Why bother writing more words than that when those few sentences sum up what lies ahead? Let’s watch this thing unfold and see how it finishes, because it promises to be spectacular.

In GT Daytona, with the track drying, the Acura NSX GT3s have not quite had the form they had in the long, wet stint over night. But that’s not a bad thing or a knock on them whatsoever. The Michael Shank Racing team has put two cars in the lead and consistently in the top five throughout the race as they close to the finish of their debut race.

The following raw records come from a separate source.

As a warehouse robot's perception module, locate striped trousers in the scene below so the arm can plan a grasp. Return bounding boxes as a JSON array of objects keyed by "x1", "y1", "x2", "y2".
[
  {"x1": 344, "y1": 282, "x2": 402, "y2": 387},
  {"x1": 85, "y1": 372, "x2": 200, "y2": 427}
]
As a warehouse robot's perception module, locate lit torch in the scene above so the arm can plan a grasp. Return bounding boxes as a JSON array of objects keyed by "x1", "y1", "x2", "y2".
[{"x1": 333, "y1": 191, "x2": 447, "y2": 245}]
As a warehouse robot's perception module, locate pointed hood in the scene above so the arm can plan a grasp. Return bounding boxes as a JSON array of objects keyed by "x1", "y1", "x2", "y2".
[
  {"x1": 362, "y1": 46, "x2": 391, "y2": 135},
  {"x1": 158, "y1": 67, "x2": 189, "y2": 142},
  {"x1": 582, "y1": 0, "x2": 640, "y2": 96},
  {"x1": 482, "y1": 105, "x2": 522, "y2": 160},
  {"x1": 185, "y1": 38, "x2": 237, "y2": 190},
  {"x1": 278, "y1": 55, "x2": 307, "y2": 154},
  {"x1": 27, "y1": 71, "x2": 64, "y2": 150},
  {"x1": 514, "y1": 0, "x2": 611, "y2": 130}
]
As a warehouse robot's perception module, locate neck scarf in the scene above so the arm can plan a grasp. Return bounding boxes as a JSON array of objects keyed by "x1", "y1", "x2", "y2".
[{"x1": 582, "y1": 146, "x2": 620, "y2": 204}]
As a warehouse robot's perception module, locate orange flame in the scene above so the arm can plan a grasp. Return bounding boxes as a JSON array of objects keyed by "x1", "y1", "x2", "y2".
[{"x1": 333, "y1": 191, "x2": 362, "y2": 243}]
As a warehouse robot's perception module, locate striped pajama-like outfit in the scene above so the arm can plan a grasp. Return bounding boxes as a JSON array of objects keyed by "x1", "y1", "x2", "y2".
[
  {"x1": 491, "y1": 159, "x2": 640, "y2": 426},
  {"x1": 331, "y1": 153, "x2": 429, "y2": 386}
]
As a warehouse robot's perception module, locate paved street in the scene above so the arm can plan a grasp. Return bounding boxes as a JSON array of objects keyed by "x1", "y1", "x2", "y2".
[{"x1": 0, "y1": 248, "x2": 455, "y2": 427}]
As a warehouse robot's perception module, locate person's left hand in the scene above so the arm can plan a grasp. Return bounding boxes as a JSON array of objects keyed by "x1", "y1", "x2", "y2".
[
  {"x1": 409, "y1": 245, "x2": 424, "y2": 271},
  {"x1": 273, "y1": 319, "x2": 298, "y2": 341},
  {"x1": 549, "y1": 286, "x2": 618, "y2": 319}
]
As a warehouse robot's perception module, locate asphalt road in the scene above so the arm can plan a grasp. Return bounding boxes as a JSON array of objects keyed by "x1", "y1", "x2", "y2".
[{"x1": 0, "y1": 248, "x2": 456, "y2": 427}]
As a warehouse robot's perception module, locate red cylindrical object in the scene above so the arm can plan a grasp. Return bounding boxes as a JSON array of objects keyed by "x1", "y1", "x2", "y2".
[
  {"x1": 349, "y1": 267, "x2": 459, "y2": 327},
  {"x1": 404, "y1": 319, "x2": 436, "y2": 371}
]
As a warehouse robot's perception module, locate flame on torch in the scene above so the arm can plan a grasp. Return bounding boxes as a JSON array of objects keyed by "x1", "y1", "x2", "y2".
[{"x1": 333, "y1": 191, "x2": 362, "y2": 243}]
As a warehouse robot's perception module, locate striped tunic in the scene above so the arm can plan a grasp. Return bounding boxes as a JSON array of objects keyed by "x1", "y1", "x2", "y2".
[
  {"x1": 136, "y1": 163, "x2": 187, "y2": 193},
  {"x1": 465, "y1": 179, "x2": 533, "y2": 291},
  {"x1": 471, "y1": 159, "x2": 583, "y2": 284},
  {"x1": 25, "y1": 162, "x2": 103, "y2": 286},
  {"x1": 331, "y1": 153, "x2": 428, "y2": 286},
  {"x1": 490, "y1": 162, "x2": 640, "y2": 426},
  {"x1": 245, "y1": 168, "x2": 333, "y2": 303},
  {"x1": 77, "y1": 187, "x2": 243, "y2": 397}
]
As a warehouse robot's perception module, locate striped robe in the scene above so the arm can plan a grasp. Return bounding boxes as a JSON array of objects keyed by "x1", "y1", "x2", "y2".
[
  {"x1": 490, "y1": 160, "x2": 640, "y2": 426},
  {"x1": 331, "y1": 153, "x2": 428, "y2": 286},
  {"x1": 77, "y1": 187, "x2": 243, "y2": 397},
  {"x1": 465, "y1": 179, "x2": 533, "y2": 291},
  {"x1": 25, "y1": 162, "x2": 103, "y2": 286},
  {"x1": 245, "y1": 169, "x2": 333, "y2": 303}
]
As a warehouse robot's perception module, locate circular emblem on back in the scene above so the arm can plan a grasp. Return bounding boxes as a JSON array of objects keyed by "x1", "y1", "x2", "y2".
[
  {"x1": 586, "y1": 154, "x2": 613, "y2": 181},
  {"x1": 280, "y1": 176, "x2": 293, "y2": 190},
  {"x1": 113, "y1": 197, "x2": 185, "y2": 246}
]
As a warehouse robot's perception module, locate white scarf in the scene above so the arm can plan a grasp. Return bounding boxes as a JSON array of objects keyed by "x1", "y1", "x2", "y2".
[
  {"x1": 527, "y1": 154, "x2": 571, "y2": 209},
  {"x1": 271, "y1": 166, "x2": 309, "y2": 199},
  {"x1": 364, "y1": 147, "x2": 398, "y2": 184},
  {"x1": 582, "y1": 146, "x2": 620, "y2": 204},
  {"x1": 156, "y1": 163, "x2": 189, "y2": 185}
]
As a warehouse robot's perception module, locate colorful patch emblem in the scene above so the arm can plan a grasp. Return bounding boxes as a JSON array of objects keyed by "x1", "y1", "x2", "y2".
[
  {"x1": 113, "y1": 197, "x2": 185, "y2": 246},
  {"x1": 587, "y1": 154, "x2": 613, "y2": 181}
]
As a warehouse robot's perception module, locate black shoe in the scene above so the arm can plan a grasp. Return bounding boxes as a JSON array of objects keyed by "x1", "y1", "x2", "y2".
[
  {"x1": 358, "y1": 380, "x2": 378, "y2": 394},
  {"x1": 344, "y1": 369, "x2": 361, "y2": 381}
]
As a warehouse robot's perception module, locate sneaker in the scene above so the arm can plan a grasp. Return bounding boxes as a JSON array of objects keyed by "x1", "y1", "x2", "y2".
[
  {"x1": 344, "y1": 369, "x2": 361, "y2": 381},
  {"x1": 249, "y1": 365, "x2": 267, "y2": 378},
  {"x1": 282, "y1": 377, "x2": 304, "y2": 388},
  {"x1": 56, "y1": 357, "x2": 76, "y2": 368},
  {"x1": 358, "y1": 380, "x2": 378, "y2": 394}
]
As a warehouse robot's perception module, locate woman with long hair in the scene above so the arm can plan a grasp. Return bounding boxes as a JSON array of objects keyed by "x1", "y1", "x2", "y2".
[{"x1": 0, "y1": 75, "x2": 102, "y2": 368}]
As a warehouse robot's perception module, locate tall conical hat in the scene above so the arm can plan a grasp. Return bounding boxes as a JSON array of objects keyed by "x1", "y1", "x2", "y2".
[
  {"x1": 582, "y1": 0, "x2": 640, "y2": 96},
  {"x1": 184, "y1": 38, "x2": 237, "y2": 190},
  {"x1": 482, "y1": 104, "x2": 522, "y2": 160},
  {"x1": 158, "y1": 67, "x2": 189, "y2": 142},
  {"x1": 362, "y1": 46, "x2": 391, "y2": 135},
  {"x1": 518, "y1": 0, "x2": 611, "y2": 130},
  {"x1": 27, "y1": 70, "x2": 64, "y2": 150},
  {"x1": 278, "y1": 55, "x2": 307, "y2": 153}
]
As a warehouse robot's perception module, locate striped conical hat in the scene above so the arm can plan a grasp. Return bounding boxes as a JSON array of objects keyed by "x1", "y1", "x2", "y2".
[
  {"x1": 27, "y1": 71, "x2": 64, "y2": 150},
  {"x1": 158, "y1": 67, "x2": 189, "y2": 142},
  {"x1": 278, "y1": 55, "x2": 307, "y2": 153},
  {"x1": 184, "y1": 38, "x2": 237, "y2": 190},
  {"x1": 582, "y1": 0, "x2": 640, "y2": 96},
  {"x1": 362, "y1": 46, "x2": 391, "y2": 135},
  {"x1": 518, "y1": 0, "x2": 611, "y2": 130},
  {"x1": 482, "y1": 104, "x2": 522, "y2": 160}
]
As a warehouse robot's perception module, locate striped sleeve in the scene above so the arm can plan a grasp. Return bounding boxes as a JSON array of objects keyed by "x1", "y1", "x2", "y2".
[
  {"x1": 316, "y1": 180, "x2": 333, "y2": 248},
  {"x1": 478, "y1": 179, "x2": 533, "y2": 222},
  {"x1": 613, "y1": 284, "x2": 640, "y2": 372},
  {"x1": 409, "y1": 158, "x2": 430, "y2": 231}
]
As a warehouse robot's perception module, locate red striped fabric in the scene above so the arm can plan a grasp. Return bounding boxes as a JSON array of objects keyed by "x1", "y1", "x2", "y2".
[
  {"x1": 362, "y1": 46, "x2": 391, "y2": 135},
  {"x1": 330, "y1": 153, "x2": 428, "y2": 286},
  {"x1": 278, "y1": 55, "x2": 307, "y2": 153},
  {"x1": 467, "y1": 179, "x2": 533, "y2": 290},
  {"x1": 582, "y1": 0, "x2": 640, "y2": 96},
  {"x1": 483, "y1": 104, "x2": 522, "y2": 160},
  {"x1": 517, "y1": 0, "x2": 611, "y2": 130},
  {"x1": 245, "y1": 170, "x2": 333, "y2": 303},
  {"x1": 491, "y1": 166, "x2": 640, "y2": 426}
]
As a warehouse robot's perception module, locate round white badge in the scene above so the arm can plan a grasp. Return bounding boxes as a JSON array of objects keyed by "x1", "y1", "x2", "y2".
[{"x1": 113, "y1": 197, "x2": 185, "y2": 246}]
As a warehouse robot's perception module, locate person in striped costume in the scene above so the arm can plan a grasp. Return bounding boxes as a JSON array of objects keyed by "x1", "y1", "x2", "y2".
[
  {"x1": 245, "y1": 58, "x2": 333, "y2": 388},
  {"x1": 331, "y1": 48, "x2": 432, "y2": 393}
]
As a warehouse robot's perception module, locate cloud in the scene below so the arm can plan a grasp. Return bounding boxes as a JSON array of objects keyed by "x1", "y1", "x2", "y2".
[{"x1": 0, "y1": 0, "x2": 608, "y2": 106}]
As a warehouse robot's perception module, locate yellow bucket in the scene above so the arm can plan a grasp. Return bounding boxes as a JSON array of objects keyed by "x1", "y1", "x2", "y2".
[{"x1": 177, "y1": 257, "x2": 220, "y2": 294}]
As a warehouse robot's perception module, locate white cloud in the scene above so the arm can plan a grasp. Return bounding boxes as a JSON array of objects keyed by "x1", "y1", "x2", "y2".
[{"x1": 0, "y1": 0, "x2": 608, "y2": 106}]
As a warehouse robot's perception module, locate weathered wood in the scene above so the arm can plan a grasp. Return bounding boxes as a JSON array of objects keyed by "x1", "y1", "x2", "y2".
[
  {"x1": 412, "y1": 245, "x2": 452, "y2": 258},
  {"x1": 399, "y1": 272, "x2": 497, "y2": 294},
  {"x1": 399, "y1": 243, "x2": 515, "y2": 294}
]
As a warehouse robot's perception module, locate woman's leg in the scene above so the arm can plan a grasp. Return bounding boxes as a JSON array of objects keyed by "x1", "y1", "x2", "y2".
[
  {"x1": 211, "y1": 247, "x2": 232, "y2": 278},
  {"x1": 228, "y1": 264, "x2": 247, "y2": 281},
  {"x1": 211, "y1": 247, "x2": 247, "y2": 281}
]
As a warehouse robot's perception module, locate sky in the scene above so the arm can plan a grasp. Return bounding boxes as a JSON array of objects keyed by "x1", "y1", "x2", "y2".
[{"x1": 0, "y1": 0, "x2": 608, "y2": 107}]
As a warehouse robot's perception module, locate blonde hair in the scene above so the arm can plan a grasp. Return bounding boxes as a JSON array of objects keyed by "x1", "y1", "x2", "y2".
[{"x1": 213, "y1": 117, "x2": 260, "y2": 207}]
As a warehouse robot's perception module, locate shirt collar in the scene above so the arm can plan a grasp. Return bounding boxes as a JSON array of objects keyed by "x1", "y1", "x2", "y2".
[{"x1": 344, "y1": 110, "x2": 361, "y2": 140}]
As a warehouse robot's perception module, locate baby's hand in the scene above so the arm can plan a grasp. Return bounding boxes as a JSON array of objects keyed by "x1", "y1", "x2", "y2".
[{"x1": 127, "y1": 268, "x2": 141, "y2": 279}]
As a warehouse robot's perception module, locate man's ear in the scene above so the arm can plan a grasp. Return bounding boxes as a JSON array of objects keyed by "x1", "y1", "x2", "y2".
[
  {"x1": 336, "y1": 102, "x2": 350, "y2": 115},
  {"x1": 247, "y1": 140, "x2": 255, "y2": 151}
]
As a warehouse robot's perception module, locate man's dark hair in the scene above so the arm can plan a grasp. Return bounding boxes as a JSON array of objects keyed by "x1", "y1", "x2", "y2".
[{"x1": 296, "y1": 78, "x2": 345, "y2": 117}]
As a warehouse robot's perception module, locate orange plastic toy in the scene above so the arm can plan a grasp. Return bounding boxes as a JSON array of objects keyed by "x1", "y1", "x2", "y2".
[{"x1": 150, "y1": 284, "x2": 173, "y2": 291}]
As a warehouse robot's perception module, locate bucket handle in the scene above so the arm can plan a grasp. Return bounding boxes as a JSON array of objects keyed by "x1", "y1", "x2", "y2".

And among the tried-and-true cars? The No. 33 Riley Motorsports-Team AMG Mercedes AMG-GT3, No. 63 Scuderia Corsa Ferrari 488 GT3 and No. 57 Stevenson Motorsports Audi R8 LMS are all on the lead lap and used to being here. The No. 29 Land Motorsport Audi, which features Connor De Phillippi in its lineup, and the No. 28 Alegra Motorsports Porsche 911 GT3 R with a trio of Porsche GT3 Cup champions, are living up to their potential.

It’s been a tougher race for Lamborghini with the best of eight Lamborghini Huracán GT3s only at the bottom of the top 10.

In PC, Performance Tech Motorsports has enjoyed a largely untroubled race and has more than 20 laps in hand over second place.

In 2015, what appeared to be a near unassailable win for CORE autosport went away with contact from another car then triggering a fire. And the CORE car retired, opening up the door for PR1/Mathiasen Motorsports to take the win.

The challenge here comes within the final few hours. If you’ve run 20-plus hours and then things go awry, it’s way more of a gut punch than if you go out in the opening few hours.